The international political scientist Masataka Kosaka (1966) discusses "writing" as follows: "To 'write' is to clarify one's own position and therefore to commit oneself." These words are found at the beginning of the preface to his book "International Politics." Kosaka continues:
"But now, as I reconsider international politics in general, it not only confirms my previous arguments in principle but also compels me to think more deeply about what had been ambiguous until now" (Kosaka 1966, iii–iv).
According to Kosaka, it is through "writing" that we verbalize the vague ideas that exist in our minds. As a result, our thoughts become clearer, and we can firmly confirm our own positions.
This suggests that clear thinking is born from writing. Without writing, your scholarship will not deepen.
What is scholarship? By complete chance, I once contemplated this question through an encounter with a certain book when I was an undergraduate student.
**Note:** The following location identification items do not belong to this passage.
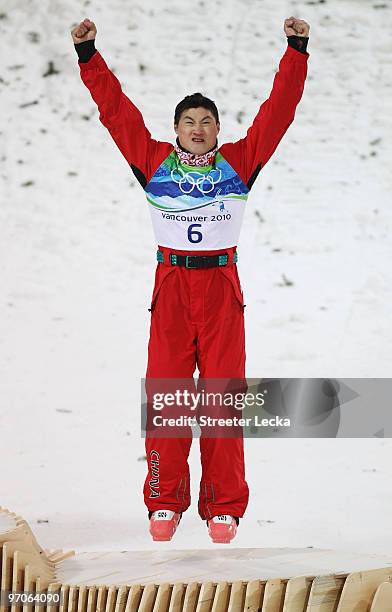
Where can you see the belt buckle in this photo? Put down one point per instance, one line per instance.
(187, 257)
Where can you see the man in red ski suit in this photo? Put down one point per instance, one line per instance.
(196, 192)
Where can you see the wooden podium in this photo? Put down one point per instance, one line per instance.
(236, 579)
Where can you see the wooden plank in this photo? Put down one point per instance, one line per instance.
(297, 594)
(221, 599)
(191, 597)
(177, 597)
(360, 587)
(274, 592)
(17, 579)
(64, 594)
(134, 597)
(162, 599)
(206, 597)
(148, 598)
(254, 595)
(29, 586)
(82, 598)
(73, 599)
(101, 598)
(382, 600)
(111, 599)
(121, 599)
(325, 593)
(237, 596)
(54, 588)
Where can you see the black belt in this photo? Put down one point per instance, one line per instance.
(197, 261)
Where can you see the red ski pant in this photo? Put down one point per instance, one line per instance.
(197, 319)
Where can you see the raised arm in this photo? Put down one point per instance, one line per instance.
(116, 111)
(251, 153)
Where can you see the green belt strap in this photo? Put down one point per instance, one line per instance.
(222, 258)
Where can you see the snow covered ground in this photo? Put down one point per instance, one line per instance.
(77, 261)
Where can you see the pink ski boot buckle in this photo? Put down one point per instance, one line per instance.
(163, 524)
(222, 528)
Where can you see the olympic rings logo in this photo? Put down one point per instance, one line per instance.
(205, 183)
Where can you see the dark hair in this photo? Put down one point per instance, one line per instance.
(195, 101)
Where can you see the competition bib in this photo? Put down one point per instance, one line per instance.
(196, 207)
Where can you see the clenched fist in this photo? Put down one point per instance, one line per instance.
(296, 27)
(86, 30)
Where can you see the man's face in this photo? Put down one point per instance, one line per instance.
(197, 130)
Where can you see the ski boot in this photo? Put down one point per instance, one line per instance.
(222, 528)
(163, 524)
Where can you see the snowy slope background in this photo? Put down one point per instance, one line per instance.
(77, 261)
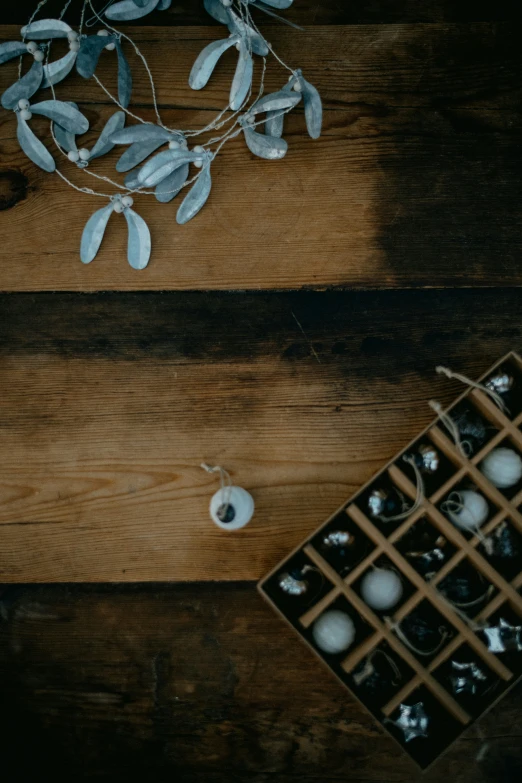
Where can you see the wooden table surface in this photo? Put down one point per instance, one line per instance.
(289, 333)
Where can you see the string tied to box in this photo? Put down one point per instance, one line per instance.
(231, 507)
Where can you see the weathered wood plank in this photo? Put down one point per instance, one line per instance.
(197, 683)
(110, 403)
(417, 164)
(310, 12)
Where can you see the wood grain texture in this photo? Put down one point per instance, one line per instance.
(312, 12)
(110, 403)
(197, 683)
(415, 183)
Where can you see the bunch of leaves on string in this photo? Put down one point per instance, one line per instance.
(158, 158)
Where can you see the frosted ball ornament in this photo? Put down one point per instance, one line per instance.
(503, 467)
(467, 509)
(381, 588)
(334, 632)
(231, 508)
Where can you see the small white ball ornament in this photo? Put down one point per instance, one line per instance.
(381, 588)
(231, 508)
(503, 467)
(334, 632)
(467, 509)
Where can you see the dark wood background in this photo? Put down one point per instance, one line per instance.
(109, 401)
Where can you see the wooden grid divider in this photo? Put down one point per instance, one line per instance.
(507, 510)
(432, 595)
(450, 648)
(453, 534)
(371, 618)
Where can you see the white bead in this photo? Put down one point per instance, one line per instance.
(240, 505)
(334, 631)
(381, 588)
(474, 510)
(503, 467)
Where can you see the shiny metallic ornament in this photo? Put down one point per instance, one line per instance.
(293, 585)
(412, 721)
(465, 678)
(500, 383)
(503, 637)
(428, 459)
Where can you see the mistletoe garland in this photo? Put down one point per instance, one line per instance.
(167, 172)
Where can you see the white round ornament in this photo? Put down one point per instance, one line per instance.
(467, 509)
(381, 588)
(231, 508)
(503, 467)
(334, 631)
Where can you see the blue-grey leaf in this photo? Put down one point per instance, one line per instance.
(313, 107)
(124, 77)
(11, 49)
(283, 100)
(104, 143)
(89, 54)
(43, 29)
(56, 71)
(216, 9)
(131, 181)
(171, 185)
(242, 81)
(207, 60)
(141, 132)
(93, 233)
(275, 123)
(136, 154)
(126, 10)
(197, 196)
(63, 114)
(65, 139)
(268, 147)
(257, 42)
(33, 147)
(163, 164)
(24, 87)
(138, 248)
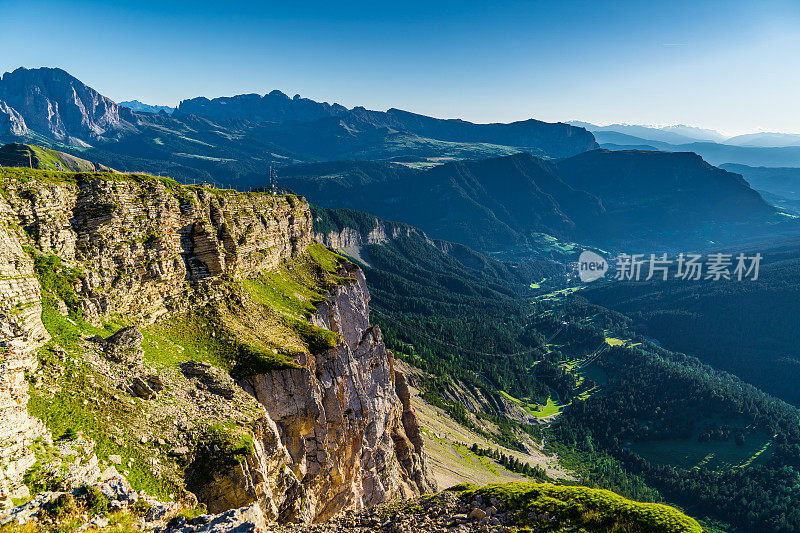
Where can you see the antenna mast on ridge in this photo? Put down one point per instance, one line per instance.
(273, 180)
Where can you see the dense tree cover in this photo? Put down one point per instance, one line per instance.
(747, 328)
(656, 395)
(511, 463)
(471, 318)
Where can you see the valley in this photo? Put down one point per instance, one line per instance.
(399, 314)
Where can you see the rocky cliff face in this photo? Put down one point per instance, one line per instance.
(21, 333)
(328, 435)
(53, 103)
(340, 417)
(149, 247)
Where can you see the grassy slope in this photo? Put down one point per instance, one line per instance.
(589, 509)
(255, 335)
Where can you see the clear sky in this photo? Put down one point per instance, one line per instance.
(733, 66)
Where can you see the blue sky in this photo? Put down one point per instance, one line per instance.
(732, 66)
It was a book assigned as required reading for a seminar in another faculty. Let me quote a passage from it, though it is a long one.
"But in the scholarly world, everyone knows that a scholar's work will be outdated in ten, twenty, or fifty years. That is the common fate of all scholars. And this is the very meaning of scholarly work itself. ... This is because a work that is 'fulfilled' in a scholarly sense is one that raises new 'questions,' and it desires to be 'surpassed'—to become outdated—[by later work that answers those questions]" (Weber, trans. Nakayama 2009, 187) (Note).
This idea of scholarship "desiring" to be "surpassed" and "to become outdated" was very fresh to me. At the time, lacking the ability to read through the book on my own, I tried to understand it with the help of a senior student from another faculty.
This senior student also told me the following: In order to surpass something, you must read many related papers and increase your knowledge. However, there is an etiquette that you must always observe when doing so.
Thus, I was taught how to cite sources and add notes when writing a paper. The senior student also stressed to me that being meticulous with citations and notes is the beauty of a paper, and that neglecting this would lead to the irreversible disgrace of plagiarism. To plagiarize another's paper, they said, is not only to harm its author but also to debase oneself.
When you try to "surpass" something through the act of writing a paper, I want you to treat your subject with respect. Only then will your own papers, in turn, be surpassed with respect in the future. I believe this is how scholarship progresses, little by little.
Throughout your university life, you will be blessed with many opportunities to express your own ideas. For this reason, please do not shy away from writing papers. And please also learn the etiquette for writing them. A rich student life surely lies beyond that.
Note
The translation the author read at the time was Max Weber, trans. Kunio Odaka (1980), "Science as a Vocation," Iwanami Shoten.
References
Kosaka, Masataka. 1966. "International Politics: Fear and Hope." Chuko Shinsho.
Weber, Max. 2009. "Politics as a Vocation, Science as a Vocation." Translated by Gen Nakayama. Nikkei BP Classics.